When a single DPAA2 port leaves a bond that itself is a bridge port,
dpaa2_switch_port_pre_bridge_leave(netdev) is called unconditionally,
regardless of whether other DPAA2 ports still remain in the same bond.

Inside dpaa2_switch_port_pre_bridge_leave(), the bridge port being
unoffloaded is computed by dpaa2_switch_port_to_bridge_port(), which
now returns the bond:

lag = rtnl_dereference(port_priv->lag);
if (lag)
return lag->bond_dev;
return port_priv->netdev;

So switchdev_bridge_port_unoffload(bond_dev, NULL, NULL, NULL) is
issued for every leaving member. Since the matching join path also
calls switchdev_bridge_port_offload(bond_dev, netdev, NULL, ...) per
member with the same brport_dev and a NULL ctx, the bridge layer has
no per-port handle either.

When the first of several bonded DPAA2 ports leaves, this dispatches
SWITCHDEV_BRPORT_UNOFFLOADED for the bond while the remaining members
still rely on the bond being offloaded.

Should the unoffload only happen when the last DPAA2 port leaves the
bond, similar to how lan966x tracks per-port bridge offload state?

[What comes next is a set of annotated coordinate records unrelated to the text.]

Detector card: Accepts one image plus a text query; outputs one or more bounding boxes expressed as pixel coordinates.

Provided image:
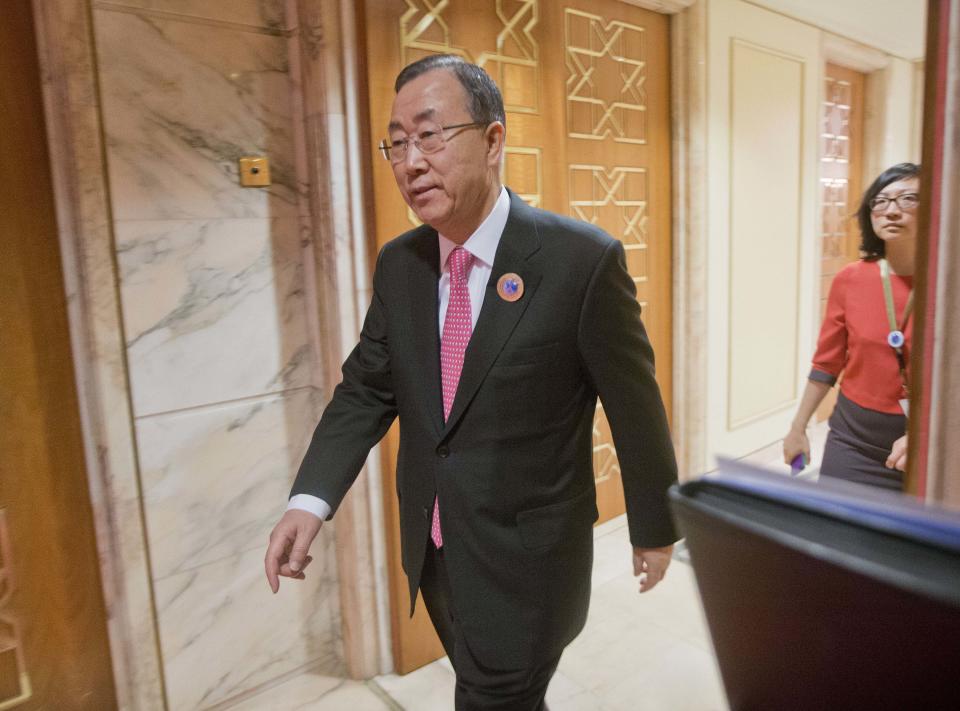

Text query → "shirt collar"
[437,187,510,273]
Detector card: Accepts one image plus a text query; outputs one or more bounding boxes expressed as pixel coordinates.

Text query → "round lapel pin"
[497,272,523,301]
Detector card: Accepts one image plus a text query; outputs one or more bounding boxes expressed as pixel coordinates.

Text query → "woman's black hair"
[857,163,920,261]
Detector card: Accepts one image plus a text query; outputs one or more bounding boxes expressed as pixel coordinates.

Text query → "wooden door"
[0,0,116,711]
[364,0,673,673]
[817,64,865,421]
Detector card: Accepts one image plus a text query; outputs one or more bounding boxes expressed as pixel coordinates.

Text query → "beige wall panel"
[706,0,822,468]
[727,40,804,430]
[863,57,923,185]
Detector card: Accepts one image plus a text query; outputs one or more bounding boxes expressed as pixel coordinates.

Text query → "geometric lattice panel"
[400,0,540,113]
[0,509,31,709]
[502,146,543,207]
[593,403,620,484]
[570,165,649,283]
[820,178,851,258]
[820,77,853,163]
[564,8,647,143]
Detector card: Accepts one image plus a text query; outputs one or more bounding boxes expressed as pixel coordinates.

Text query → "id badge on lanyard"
[880,259,913,417]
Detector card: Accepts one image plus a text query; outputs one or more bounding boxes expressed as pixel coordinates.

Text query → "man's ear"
[484,121,507,165]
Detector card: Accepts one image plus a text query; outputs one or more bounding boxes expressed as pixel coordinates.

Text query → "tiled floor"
[231,423,827,711]
[234,517,726,711]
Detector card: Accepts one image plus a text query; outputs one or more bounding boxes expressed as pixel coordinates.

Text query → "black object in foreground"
[670,462,960,711]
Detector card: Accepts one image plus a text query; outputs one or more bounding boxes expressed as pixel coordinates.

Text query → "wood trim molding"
[823,32,890,74]
[290,0,392,679]
[670,2,708,479]
[907,0,960,507]
[33,0,166,711]
[620,0,697,15]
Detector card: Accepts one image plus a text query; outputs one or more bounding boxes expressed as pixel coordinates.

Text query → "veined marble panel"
[137,388,322,579]
[116,218,311,417]
[154,536,346,711]
[97,0,287,30]
[94,8,300,220]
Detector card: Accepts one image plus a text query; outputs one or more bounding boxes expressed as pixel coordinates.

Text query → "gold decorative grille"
[400,0,540,113]
[0,509,31,711]
[564,8,647,143]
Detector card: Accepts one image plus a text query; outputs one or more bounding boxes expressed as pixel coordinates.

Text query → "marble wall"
[92,0,344,710]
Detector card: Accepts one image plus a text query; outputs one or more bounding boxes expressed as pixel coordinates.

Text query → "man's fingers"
[263,531,287,593]
[633,546,673,592]
[290,530,312,573]
[280,555,313,580]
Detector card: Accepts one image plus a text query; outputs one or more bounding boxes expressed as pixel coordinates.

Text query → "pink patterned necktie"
[430,247,474,548]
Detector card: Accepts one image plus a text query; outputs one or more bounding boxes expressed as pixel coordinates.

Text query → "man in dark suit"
[265,56,677,711]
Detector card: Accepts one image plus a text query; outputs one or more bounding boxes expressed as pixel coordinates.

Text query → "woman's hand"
[783,427,810,464]
[887,435,907,472]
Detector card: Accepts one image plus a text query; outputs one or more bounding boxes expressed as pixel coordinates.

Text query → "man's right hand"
[783,428,810,464]
[263,509,323,592]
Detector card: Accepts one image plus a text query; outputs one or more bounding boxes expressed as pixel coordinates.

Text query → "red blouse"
[810,260,913,415]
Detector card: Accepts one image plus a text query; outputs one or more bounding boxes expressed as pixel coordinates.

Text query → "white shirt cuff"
[287,494,330,521]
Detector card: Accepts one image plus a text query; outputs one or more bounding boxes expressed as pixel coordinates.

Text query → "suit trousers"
[420,543,560,711]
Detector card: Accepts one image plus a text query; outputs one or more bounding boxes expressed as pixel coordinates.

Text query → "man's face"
[389,69,503,242]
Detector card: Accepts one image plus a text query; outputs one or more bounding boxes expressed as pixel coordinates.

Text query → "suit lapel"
[407,231,443,434]
[442,193,541,435]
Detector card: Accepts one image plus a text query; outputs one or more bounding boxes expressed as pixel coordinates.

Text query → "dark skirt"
[820,393,907,491]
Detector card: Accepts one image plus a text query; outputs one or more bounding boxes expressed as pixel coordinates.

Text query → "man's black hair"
[393,54,507,125]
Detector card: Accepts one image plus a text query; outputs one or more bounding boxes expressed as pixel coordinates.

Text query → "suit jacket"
[292,188,677,669]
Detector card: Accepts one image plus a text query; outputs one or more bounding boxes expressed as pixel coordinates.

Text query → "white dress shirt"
[287,188,510,520]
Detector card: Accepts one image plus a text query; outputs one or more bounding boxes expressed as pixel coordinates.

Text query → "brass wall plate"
[240,156,270,188]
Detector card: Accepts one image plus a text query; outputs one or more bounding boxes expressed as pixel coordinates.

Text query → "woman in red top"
[783,163,920,490]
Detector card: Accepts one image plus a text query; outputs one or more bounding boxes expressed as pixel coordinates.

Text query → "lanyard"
[880,259,913,393]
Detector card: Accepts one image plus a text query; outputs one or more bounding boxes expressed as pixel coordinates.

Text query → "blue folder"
[671,461,960,709]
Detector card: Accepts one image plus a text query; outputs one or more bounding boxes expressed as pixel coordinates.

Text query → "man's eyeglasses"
[377,121,487,163]
[870,193,920,213]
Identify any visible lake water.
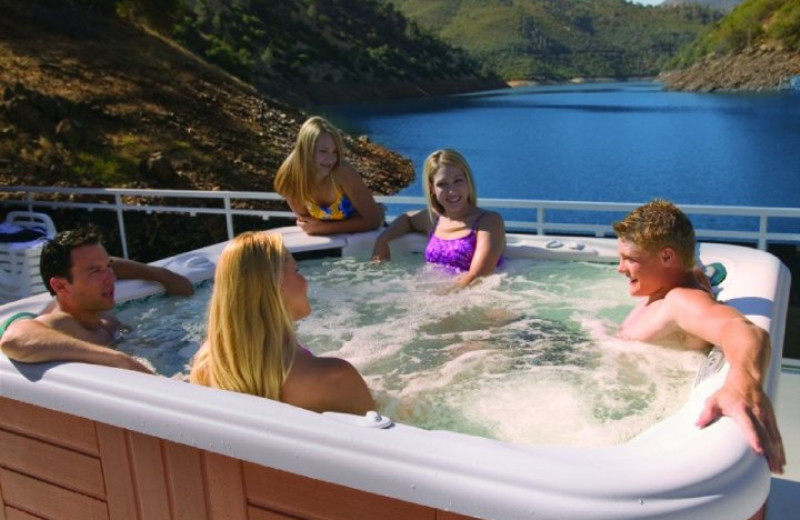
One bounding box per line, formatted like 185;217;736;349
320;82;800;207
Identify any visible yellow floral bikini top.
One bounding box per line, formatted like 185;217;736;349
306;184;355;220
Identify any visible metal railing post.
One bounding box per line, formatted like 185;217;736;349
536;206;544;235
225;197;233;240
114;193;128;259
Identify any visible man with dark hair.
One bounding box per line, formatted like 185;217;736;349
0;228;194;373
614;199;786;473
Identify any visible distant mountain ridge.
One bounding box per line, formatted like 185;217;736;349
391;0;721;81
661;0;744;12
662;0;800;91
172;0;503;106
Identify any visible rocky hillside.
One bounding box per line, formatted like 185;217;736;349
659;47;800;92
0;0;414;257
392;0;721;82
661;0;800;91
661;0;744;12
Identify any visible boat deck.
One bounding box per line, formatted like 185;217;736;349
767;359;800;520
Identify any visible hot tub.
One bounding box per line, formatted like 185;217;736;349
0;228;789;520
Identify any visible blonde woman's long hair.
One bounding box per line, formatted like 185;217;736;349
190;232;297;400
422;148;478;220
274;116;344;203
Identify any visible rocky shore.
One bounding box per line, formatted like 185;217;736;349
658;47;800;92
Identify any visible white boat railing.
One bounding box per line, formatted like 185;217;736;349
0;186;800;258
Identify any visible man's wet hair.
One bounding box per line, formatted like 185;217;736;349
39;226;102;296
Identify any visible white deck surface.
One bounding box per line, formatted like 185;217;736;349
767;365;800;520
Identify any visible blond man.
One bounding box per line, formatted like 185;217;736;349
614;199;786;473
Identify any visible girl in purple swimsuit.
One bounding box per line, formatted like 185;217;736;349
372;150;506;287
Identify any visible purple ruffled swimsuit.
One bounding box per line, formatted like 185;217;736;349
425;214;503;271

No, switchdev_bridge_port_offload() and
switchdev_bridge_port_unoffload() can be called multiple times for the
same bridge port, see nbp_switchdev_add():

/* Tolerate drivers that call switchdev_bridge_port_offload()
* more than once for the same bridge port, such as when the
* bridge port is an offloaded bonding/team interface.
*/
p->offload_count++;

The ctx parameter being NULL in this patch does not have any effect on
the offload_count shown above. A proper ctx parameter is provided in the
next patch when we add support for FDBs on bond devices.

Ioana